• Domingos Lobo

Contos Correntes é denúncia e crítica e põe corajosamente o dedo em velhas cicatrizes
A literatura com causas

A Literatura de causas, a Literatura capaz de expor e dialogar com os grandes problemas da contemporaneidade, a que reflecte um país e as suas idiossincrasias, as derivas culturais, políticas e sociais, e sobre essa realidade reflecte é, nos tempos que alguns pretendem regressivos, autoritários e de livre esbulho, um acto de coragem e de cidadania.

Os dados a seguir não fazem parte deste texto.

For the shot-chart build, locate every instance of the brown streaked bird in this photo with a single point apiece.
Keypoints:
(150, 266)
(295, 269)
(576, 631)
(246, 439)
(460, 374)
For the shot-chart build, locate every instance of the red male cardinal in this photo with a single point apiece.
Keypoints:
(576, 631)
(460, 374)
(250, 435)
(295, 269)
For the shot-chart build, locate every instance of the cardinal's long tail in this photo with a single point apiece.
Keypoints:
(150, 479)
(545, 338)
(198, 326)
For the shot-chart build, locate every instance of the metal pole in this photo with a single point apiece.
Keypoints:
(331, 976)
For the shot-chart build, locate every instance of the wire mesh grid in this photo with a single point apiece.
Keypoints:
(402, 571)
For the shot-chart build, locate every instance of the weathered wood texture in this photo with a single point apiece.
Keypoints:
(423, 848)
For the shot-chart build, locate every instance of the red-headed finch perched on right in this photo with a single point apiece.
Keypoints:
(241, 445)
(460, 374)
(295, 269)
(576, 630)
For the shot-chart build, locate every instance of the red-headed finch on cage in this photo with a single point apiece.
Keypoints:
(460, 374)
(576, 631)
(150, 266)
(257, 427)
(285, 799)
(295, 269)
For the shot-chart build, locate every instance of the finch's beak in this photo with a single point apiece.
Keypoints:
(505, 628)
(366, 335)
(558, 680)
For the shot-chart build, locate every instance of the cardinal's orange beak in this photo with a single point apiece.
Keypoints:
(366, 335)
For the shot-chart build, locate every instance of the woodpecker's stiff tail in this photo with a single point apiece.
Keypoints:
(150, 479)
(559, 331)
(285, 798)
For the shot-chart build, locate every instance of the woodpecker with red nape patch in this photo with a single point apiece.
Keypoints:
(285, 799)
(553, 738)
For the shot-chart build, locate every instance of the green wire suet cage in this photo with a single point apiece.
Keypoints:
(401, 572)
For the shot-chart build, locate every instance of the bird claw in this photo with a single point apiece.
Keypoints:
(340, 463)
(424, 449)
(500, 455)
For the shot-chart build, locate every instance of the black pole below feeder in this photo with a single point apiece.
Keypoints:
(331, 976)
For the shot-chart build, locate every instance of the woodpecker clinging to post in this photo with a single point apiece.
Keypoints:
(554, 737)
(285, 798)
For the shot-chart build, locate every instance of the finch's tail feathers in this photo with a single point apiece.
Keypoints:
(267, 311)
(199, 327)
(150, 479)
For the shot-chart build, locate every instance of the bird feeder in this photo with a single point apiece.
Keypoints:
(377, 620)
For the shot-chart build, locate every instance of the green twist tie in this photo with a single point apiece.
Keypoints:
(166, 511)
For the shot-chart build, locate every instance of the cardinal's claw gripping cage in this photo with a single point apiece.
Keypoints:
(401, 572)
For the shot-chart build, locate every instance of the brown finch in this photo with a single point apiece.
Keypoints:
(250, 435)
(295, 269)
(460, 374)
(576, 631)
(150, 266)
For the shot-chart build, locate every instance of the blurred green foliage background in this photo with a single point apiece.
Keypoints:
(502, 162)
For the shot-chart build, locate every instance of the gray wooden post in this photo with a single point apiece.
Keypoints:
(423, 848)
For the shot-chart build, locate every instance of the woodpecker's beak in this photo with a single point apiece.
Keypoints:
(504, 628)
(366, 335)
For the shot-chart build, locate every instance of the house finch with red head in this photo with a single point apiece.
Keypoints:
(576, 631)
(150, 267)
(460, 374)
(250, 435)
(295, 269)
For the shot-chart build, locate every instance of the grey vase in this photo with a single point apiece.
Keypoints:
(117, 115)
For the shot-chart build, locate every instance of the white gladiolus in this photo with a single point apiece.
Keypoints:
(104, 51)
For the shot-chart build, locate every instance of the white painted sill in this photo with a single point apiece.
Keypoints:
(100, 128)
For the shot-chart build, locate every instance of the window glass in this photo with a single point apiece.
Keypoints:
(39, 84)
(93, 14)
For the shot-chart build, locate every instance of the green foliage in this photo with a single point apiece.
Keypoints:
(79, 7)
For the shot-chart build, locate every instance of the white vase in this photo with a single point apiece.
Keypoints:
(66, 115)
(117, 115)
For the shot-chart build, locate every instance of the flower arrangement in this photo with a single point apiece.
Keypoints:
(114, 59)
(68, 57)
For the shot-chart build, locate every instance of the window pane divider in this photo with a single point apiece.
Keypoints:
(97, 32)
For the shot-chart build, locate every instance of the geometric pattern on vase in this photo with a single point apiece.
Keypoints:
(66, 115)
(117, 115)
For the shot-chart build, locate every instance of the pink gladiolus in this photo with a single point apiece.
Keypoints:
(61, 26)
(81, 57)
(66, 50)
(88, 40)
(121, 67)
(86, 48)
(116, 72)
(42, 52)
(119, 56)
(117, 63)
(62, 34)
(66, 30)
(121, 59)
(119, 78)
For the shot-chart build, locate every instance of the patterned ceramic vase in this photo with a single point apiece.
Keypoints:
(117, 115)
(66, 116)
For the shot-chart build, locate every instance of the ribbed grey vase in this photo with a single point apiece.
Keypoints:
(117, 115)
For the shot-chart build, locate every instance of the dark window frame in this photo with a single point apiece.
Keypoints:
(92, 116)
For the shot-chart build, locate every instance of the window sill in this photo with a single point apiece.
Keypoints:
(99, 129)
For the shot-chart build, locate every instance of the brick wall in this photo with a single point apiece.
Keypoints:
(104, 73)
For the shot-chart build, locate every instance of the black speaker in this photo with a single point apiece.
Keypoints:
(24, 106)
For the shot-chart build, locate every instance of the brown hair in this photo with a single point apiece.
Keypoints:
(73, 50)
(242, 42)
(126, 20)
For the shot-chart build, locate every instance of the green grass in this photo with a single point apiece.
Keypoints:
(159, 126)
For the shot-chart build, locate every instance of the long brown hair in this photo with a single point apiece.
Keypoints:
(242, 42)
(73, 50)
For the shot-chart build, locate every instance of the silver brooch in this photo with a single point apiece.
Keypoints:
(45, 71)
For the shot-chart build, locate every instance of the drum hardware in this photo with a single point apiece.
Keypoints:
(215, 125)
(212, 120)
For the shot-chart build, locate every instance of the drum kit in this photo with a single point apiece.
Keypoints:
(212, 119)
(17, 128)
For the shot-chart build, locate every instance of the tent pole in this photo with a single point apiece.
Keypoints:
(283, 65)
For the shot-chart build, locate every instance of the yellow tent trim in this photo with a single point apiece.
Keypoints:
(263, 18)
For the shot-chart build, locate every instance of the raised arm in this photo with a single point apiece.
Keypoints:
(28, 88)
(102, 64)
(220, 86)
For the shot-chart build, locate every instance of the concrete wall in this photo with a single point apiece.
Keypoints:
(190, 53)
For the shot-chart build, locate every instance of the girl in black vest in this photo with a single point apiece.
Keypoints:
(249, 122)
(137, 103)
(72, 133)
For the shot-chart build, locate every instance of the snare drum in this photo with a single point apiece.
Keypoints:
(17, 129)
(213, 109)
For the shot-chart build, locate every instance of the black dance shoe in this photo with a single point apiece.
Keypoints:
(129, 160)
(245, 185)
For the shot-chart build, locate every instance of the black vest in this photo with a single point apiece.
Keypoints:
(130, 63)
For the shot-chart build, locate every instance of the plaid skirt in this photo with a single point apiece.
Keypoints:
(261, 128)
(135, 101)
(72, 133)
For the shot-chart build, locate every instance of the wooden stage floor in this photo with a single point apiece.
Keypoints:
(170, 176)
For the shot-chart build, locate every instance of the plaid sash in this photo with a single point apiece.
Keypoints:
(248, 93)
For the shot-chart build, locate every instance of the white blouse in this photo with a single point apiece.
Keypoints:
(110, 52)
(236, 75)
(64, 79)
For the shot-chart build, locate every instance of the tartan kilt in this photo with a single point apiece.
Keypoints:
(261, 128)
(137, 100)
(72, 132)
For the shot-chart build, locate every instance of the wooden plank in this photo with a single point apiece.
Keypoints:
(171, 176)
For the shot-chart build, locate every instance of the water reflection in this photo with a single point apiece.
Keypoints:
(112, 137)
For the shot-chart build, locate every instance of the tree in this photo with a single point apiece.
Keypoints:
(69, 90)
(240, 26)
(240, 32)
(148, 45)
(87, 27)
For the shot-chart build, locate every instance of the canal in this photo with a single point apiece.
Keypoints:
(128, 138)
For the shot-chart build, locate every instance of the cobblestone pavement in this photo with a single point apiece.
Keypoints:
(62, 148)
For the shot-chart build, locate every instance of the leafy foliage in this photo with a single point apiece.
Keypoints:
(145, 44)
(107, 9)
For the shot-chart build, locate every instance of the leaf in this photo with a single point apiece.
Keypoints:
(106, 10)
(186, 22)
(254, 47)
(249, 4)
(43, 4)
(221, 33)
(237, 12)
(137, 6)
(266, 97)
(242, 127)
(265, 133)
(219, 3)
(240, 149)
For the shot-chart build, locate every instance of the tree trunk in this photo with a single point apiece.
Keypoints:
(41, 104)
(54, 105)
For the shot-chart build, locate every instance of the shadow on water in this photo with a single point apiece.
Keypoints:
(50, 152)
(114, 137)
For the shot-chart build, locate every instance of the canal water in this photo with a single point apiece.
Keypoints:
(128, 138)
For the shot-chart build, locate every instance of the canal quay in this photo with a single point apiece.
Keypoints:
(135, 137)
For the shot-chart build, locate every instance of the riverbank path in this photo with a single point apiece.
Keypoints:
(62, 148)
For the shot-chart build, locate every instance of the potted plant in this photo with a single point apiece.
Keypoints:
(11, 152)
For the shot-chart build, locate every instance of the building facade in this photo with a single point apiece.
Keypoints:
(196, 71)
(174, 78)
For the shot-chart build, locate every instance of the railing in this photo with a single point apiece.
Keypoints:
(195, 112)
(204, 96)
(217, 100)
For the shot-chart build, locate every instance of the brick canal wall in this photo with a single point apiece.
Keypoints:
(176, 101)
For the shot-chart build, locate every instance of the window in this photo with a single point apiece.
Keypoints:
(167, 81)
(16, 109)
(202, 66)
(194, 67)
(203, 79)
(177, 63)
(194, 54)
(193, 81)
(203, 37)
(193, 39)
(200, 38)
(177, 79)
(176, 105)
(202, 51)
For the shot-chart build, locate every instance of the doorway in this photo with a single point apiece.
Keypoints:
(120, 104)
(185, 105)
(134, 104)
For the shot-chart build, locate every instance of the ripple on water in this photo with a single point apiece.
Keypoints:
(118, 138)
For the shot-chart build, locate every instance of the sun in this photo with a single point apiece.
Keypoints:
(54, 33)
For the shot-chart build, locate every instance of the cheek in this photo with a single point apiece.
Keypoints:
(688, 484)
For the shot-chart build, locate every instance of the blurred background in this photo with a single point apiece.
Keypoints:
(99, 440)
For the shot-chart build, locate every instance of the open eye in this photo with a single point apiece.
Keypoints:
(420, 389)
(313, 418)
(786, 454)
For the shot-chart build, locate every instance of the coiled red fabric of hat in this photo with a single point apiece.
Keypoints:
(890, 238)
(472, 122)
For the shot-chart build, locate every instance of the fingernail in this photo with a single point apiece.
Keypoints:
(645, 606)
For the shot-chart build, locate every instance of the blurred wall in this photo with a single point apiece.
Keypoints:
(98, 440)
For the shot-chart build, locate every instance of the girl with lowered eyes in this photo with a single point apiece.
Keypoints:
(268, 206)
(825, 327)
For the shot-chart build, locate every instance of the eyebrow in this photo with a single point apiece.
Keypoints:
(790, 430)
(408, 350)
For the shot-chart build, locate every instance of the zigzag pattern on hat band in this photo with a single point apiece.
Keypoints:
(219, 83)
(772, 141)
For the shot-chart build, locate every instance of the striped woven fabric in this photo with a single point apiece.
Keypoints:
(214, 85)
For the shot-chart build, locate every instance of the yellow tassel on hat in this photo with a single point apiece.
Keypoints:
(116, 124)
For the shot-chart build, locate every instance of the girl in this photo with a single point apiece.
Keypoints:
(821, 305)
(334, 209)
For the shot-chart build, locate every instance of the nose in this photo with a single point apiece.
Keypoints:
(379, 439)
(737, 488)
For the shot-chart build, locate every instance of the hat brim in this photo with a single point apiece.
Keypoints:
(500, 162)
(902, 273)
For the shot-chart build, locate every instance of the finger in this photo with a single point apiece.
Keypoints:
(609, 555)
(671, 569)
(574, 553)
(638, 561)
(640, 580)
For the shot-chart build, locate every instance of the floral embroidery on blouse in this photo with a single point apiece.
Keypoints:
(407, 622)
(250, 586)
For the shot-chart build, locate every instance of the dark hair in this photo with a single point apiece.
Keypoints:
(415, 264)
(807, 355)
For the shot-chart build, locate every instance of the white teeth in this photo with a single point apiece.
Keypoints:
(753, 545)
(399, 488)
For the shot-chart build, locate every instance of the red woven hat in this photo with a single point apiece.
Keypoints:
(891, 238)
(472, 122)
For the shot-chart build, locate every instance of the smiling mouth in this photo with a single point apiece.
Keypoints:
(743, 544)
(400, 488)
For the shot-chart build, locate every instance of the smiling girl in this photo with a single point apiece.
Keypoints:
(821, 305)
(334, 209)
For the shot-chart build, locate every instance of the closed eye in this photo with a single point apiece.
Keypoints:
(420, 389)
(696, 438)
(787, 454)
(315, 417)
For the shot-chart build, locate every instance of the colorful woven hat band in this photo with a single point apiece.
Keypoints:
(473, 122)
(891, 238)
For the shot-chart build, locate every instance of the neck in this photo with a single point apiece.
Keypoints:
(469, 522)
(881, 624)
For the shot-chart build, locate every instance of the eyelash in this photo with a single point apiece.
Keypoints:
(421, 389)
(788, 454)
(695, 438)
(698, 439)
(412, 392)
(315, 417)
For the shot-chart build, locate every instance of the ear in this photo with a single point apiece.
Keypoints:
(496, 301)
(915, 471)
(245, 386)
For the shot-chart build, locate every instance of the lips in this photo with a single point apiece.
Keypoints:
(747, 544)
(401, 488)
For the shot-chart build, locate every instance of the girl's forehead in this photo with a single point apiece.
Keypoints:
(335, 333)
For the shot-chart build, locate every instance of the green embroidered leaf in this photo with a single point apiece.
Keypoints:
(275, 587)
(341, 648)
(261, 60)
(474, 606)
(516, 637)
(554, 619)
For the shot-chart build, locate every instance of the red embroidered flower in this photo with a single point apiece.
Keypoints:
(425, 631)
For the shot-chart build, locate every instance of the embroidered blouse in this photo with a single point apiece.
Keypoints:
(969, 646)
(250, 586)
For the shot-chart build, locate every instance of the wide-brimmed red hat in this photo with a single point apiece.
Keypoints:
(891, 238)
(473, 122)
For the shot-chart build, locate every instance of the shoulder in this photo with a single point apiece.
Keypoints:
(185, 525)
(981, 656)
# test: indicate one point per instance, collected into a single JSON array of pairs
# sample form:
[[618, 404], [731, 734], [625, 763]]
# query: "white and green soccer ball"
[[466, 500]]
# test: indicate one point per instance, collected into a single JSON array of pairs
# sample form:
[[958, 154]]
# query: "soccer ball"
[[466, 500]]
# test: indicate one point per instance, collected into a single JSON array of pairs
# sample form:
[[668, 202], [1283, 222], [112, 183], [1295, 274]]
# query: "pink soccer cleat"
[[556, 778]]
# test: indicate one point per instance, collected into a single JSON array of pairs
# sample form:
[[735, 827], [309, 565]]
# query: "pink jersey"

Defendemos uma Literatura que seja, a um tempo, de raiz portuguesa e universal, não no sentido standardizado que Goethe, no seu conceito de «literatura mundial» (Weltliteratur) definiu, mas que se imponha pela inventiva do discurso, pela singularidade social, antropológica e cultural que essa literatura transporte. Uma Literatura que afirme, orgulhosa e lúcida, a sua língua, as suas gentes, a sua paisagem e não seja pastiche subalterno e medíocre dos modismos e da vacuidade, que o império anglo-saxónico tenta impor, como domínio dos imaginários, a outros povos.

A Literatura como agente transgressor e transfigurador do real, que prevê e reflecte sobre os fenómenos existenciais, que investe na utopia de pensar uma sociedade justa e igualitária, que exige a dignidade da nossa condição, começa a ser banida ou olhada de soslaio pelos poderes da burguesia e seus agentes, que tentam a imposição de uma verdade única e de um olhar condicionado sobre a realidade. Daí que o escritor não deva, por motivos que lhe são impostos exteriormente, alhear-se do seu tempo, da língua em que se expressa (que lhe compete salvaguardar) e das complexidades do seu tempo histórico.

A Literatura pela sua própria função social e cultural, pela perenidade que o objecto livro permite, tem o dever de inquietude, de perplexidade crítica, de questionamento face às derivas do momento social e político em que se constrói. Cabe ao autor, portanto, reflectir sobre os limites da actividade crítica na narrativa literária, os desafios éticos que essa acção determina, num mundo fortemente padronizado pela ideologia da classe e dos media dominantes, ideologia que estes, na sua «missão histórica», já sem inibições, plenamente expressam e divulgam.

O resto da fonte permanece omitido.